- Theatrical release poster
- Directed by: Pankaj Batra
- Story by: Nagraj Manjule
- Produced by: Gunbir Singh Sidhu; Manmord Sidhu;
- Starring: Ninja Payal Rajput
- Cinematography: Vineet Malhotra
- Edited by: Manish More
- Music by: Goldboy
- Production company: White Hill Studios
- Distributed by: Zee Studios
- Release date: 14 July 2017;
- Running time: 132 minutes
- Country: India
- Language: Punjabi

= Channa Mereya (film) =

2017 Film by Pankaj Batra

Channa Mereya is a 2017 Indian Punjabi-language romantic drama film directed by Pankaj Batra. It is a remake of the Marathi film Sairat (2016).
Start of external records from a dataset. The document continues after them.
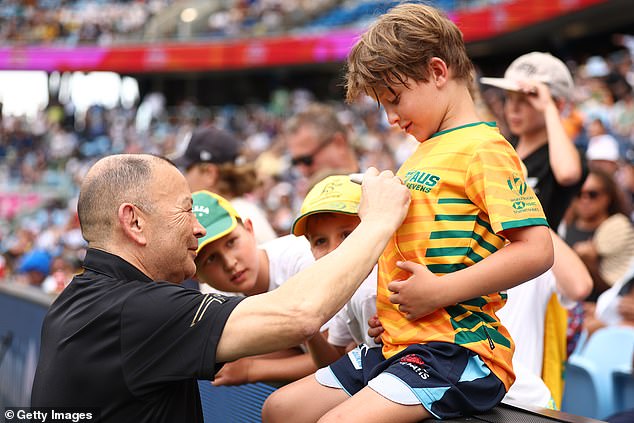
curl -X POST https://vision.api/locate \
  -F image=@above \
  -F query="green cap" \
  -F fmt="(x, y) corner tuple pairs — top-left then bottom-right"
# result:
(192, 191), (240, 252)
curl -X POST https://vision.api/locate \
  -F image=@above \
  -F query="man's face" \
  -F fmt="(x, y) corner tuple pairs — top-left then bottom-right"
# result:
(306, 213), (361, 260)
(141, 164), (205, 283)
(196, 220), (259, 295)
(288, 125), (341, 177)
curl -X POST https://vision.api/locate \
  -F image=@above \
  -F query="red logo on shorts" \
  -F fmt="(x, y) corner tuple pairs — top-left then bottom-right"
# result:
(399, 354), (425, 366)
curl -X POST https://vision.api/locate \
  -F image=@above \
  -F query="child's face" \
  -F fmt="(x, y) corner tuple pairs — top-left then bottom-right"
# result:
(196, 220), (259, 292)
(376, 73), (444, 142)
(504, 91), (546, 136)
(306, 213), (361, 260)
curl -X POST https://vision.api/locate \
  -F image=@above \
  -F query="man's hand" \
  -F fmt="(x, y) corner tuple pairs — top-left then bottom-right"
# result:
(211, 357), (253, 386)
(519, 81), (556, 113)
(368, 314), (385, 344)
(359, 167), (410, 233)
(387, 261), (445, 320)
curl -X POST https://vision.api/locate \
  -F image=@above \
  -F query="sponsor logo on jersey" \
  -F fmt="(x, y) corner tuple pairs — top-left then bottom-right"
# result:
(189, 294), (228, 327)
(506, 173), (526, 195)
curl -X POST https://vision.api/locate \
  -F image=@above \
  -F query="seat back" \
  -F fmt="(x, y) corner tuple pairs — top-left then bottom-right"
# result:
(580, 326), (634, 371)
(561, 356), (601, 419)
(561, 326), (634, 419)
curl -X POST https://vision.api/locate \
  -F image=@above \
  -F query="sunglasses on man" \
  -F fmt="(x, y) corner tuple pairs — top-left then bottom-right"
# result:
(577, 190), (602, 200)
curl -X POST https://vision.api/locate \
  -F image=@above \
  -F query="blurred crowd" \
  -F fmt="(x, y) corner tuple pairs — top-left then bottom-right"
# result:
(0, 0), (509, 45)
(0, 36), (634, 314)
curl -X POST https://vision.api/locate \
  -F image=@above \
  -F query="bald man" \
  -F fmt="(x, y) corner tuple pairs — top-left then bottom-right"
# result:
(31, 155), (409, 422)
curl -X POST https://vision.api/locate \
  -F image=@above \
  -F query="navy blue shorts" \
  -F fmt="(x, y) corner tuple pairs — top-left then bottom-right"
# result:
(315, 342), (506, 419)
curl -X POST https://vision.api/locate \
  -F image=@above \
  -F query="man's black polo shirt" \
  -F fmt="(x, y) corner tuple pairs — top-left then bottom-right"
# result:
(31, 249), (241, 422)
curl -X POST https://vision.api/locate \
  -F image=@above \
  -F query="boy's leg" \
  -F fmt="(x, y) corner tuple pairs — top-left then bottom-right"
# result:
(316, 386), (432, 423)
(262, 375), (350, 423)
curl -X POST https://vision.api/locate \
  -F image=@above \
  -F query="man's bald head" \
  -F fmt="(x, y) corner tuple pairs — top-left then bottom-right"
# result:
(77, 154), (172, 243)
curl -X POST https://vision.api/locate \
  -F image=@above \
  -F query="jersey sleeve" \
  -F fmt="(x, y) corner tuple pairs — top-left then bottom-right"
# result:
(121, 283), (243, 396)
(465, 139), (548, 234)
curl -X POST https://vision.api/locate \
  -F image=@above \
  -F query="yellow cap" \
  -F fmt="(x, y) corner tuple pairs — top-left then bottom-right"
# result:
(291, 175), (361, 236)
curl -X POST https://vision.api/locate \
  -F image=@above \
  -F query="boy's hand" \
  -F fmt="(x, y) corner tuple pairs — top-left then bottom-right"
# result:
(211, 357), (252, 386)
(368, 314), (385, 344)
(387, 261), (445, 320)
(359, 167), (410, 233)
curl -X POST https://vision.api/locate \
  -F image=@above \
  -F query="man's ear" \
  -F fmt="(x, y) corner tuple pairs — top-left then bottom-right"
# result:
(117, 203), (147, 246)
(242, 217), (255, 235)
(331, 132), (348, 148)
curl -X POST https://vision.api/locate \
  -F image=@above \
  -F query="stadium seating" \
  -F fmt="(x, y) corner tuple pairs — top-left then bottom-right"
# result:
(561, 326), (634, 419)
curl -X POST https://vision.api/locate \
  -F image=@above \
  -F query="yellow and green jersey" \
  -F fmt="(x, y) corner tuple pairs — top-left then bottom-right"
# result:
(377, 122), (547, 389)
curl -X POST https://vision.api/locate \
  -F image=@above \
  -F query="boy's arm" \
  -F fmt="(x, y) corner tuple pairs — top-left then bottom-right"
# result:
(388, 226), (553, 320)
(550, 230), (592, 301)
(528, 82), (583, 186)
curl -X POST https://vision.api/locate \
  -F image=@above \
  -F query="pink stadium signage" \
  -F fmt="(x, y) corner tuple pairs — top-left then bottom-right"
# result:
(0, 0), (606, 73)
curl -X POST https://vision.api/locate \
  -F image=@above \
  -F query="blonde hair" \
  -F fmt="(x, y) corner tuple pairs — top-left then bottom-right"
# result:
(346, 3), (473, 101)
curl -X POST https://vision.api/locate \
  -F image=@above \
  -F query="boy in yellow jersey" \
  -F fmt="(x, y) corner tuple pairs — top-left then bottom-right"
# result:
(263, 4), (553, 423)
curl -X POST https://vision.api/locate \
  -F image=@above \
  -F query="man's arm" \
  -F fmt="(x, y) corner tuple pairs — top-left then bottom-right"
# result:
(216, 168), (410, 362)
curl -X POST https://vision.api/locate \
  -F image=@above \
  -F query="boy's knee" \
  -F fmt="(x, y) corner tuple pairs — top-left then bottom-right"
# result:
(262, 390), (289, 423)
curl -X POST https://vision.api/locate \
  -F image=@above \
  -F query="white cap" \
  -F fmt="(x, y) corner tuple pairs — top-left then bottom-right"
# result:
(586, 134), (619, 162)
(480, 51), (574, 99)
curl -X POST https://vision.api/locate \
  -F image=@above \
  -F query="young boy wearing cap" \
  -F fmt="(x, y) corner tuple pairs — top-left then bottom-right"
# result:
(291, 175), (377, 368)
(262, 4), (553, 422)
(480, 52), (587, 234)
(192, 191), (320, 385)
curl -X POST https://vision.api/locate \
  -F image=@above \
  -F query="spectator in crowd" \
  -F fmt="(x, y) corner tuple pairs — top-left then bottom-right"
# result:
(285, 104), (359, 181)
(192, 191), (316, 385)
(292, 175), (377, 370)
(174, 127), (276, 244)
(480, 52), (587, 234)
(262, 3), (552, 422)
(17, 249), (51, 287)
(31, 155), (409, 422)
(586, 118), (619, 176)
(563, 169), (634, 301)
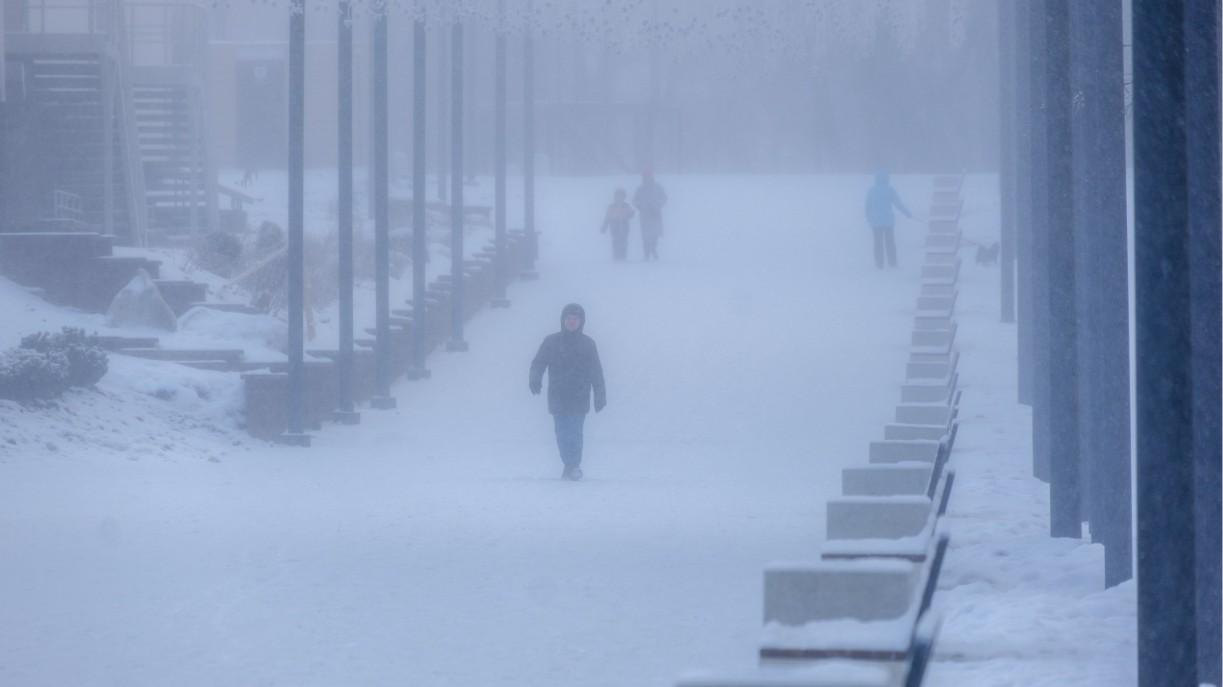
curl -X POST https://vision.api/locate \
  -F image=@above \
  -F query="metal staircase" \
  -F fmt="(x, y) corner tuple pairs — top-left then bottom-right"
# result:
(132, 72), (216, 235)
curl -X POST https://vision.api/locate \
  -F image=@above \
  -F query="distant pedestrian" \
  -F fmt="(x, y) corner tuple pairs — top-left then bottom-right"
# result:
(599, 188), (636, 262)
(866, 171), (914, 269)
(530, 303), (607, 482)
(632, 169), (667, 260)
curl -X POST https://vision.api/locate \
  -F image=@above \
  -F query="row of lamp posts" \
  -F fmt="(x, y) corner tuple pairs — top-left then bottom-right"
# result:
(999, 0), (1223, 687)
(280, 0), (538, 437)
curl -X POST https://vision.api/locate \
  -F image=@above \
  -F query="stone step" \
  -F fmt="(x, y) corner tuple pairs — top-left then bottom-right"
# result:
(116, 348), (245, 363)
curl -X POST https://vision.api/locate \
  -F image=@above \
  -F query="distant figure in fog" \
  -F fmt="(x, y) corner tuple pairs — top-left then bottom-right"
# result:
(866, 171), (914, 269)
(530, 303), (608, 482)
(599, 188), (636, 262)
(632, 169), (667, 260)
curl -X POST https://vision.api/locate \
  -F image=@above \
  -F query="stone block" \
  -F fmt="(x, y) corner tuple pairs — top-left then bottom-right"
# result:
(826, 494), (932, 539)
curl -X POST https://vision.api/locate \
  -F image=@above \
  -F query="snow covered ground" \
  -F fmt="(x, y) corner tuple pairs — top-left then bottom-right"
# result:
(929, 177), (1137, 687)
(0, 176), (1134, 687)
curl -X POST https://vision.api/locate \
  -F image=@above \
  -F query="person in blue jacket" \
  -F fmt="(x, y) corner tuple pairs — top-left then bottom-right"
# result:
(866, 171), (914, 269)
(530, 303), (608, 482)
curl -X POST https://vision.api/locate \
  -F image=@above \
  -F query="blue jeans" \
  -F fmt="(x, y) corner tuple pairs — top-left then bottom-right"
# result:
(552, 413), (586, 467)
The film's title is inspired by a song of the same name from Bollywood film Ae Dil Hai Mushkil (2016).

== Synopsis ==
The film follows Kainat (Payal Rajput), a girl from a wealthy family who falls in love with her poor classmate Jagat (Ninja). They start seeing each other secretly, but when their relationship is exposed, they face trouble from Kainat's brother Balli (Amrit Maan) and father (Yograj Singh).

== Cast ==
- Ninja as Jagat
- Payal Rajput as Kainat Dhillon
- Amrit Maan as Balli Dhillon
- Yograj Singh as Kainat's father

== Production ==
Channa Mereya is an official remake of the 2016 Marathi film Sairat. While remaining largely faithful to the original film, director Pankaj Batra took a few liberties: while the male lead of Sairat had a younger sister, the character was replaced with a younger brother in Channa Mereya. The male lead's friend in Marathi was a farmer, while the remake depicts him as a mechanic. Ninja, a playback singer, made his acting debut with this film, as did lyricist and singer Amrit Maan.

== Soundtrack ==
The soundtrack was composed by Goldboy.

Track listing
| No. | Title | Singer(s) | Length |
|---|---|---|---|
| 1. | "Hawa De Warke" | Ninja | 5:24 |
| 2. | "Jinne Saah" | Ninja, Jyotica Tangri | 3:35 |
| 3. | "Door" | Ninja | 3:35 |
| 4. | "Tutda Hi Jaave" | Ninja | 4:50 |
| 5. | "Maqabla" | Ninja | 3:49 |
| 6. | "Lalkara" | Amrit Maan | 3:44 |
| Total length: |  |  | 24:57 |

== Release and reception ==
Channa Mereya was released on 14 July 2017. The film received mixed reviews from critics, who felt it was a "copy-paste" version of Sairat. Jasmine Singh of Tribune called it a "remake gone wrong", but "things that still make Channa Mereya appreciable are, the fresh pairing of Ninja and Payal Rajput, nice music and praise worthy cinematography". Bobby Sing Mid-Day called Rajput the film's "weakest link", adding, "While the film adeptly highlights the caste and class system prevalent in the society, where it fails is in the presentation of the lead pair."